(I am trying to update hunspell spelling dictionary) My synonym file looks something like this...
mylist="""
specimen|3
sample
prototype
example
sample|3
prototype
example
specimen
prototype|3
example
specimen
sample
example|3
specimen
sample
prototype
protoype|1
illustration
"""
The first step is to merge duplicate words. In the example mentioned above, the word "prototype" is repeated. So I will need to club it together. The count will change from 3 to 4 because the "illustration" synonym is added.
specimen|3
sample
prototype
example
sample|3
prototype
example
specimen
prototype|4
example
specimen
sample
illustration
example|3
specimen
sample
prototype
The second step is more complicated. It is not enough to merge duplicates. The added word should also be reflected to the linked words. In this case I need to search for "prototype" in synonym list and if found, the "illustration" word should get added.
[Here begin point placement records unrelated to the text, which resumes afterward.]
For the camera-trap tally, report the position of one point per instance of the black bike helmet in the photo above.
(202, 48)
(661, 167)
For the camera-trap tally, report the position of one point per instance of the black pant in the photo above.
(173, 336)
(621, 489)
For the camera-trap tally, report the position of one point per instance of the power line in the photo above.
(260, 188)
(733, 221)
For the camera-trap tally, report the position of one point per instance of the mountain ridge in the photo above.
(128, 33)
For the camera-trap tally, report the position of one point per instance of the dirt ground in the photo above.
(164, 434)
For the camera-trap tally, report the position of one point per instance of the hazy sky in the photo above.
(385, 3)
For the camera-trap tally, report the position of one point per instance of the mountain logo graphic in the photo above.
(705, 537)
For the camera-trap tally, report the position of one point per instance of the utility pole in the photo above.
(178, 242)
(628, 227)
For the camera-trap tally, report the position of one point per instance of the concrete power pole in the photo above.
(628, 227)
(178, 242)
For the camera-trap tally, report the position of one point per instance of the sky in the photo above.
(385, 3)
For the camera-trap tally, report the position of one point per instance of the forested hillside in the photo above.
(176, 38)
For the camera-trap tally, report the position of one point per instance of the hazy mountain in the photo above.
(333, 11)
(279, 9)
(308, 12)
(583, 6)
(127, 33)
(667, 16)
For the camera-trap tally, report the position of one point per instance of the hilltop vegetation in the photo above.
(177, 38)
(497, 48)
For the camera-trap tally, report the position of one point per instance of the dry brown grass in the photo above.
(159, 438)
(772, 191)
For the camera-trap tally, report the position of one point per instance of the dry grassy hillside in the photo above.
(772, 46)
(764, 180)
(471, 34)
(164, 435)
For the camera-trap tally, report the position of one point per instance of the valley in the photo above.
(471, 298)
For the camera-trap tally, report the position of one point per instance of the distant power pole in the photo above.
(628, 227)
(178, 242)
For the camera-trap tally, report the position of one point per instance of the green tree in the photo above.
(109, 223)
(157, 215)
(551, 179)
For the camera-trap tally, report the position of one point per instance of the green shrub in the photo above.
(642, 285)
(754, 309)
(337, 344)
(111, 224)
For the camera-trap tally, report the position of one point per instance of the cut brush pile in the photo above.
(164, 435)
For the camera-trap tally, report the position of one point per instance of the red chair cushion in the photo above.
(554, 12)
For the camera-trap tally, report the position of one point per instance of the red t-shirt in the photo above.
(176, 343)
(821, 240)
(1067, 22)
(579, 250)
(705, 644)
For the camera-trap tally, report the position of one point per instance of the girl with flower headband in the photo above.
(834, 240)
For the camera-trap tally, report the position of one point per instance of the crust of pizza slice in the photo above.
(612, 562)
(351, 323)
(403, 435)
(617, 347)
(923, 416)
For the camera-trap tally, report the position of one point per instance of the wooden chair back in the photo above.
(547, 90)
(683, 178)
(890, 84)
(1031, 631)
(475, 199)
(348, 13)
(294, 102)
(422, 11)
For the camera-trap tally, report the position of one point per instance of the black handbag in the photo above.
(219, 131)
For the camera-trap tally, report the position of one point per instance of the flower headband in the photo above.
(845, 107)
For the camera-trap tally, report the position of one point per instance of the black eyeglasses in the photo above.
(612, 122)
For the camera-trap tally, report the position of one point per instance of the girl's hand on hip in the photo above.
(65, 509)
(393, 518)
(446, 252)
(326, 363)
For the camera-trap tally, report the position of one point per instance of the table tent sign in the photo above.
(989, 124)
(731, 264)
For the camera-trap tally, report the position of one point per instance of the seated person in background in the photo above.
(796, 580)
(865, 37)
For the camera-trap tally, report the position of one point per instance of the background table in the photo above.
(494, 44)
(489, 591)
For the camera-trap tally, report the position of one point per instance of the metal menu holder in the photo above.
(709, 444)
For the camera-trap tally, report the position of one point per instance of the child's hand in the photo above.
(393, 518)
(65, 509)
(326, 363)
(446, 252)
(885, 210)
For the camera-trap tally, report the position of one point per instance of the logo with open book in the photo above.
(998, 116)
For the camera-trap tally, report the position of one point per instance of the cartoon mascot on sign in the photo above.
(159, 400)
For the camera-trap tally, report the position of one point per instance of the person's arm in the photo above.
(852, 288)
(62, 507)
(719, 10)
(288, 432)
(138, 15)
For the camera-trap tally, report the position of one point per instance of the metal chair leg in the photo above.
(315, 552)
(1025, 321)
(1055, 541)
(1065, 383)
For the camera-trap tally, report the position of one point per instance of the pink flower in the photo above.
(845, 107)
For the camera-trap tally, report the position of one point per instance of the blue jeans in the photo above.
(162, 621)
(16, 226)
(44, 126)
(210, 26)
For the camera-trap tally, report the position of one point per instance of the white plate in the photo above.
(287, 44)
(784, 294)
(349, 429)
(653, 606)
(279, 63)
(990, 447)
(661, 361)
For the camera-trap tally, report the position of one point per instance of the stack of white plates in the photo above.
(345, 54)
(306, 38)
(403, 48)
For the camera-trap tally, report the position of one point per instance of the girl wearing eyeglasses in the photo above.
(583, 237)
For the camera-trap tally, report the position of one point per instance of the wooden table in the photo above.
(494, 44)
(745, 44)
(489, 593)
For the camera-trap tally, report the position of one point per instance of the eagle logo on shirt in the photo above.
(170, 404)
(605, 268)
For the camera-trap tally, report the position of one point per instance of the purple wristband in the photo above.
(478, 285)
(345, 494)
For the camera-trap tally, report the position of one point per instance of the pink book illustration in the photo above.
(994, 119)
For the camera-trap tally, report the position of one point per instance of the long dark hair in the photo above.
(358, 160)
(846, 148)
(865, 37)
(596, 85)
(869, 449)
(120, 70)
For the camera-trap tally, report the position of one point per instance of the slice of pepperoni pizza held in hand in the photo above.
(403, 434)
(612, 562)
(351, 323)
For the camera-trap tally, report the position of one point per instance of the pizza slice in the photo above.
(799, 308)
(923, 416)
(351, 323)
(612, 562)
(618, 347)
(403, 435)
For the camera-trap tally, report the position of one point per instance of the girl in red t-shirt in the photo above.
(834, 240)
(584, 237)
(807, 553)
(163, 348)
The final list of words will look like this...
specimen|4
sample
prototype
example
illustration
sample|4
prototype
example
specimen
illustration
prototype|4
example
specimen
sample
illustration
example|4
specimen
sample
prototype
illustration
A new word "illustration" should get added to the original list with all 4 linked words.
illustration|4
example
specimen
sample
prototype
What I have tried:
myfile=StringIO.StringIO(mylist)
for lineno, i in enumerate(myfile):
if i:
try:
if int(i.split("|")[1]) > 0:
print lineno, i.split("|")[0], int(i.split("|")[1])
except:
pass
The above code returns word with line numbers and count.
1 specimen 3
5 sample 3
9 prototype 3
13 example 3
17 protoype 1
It means I need to merge 1 word on line number 18 with the word found on line number 9 ("prototype") at 4th position. If I can do this, I will complete the step 1 of the task.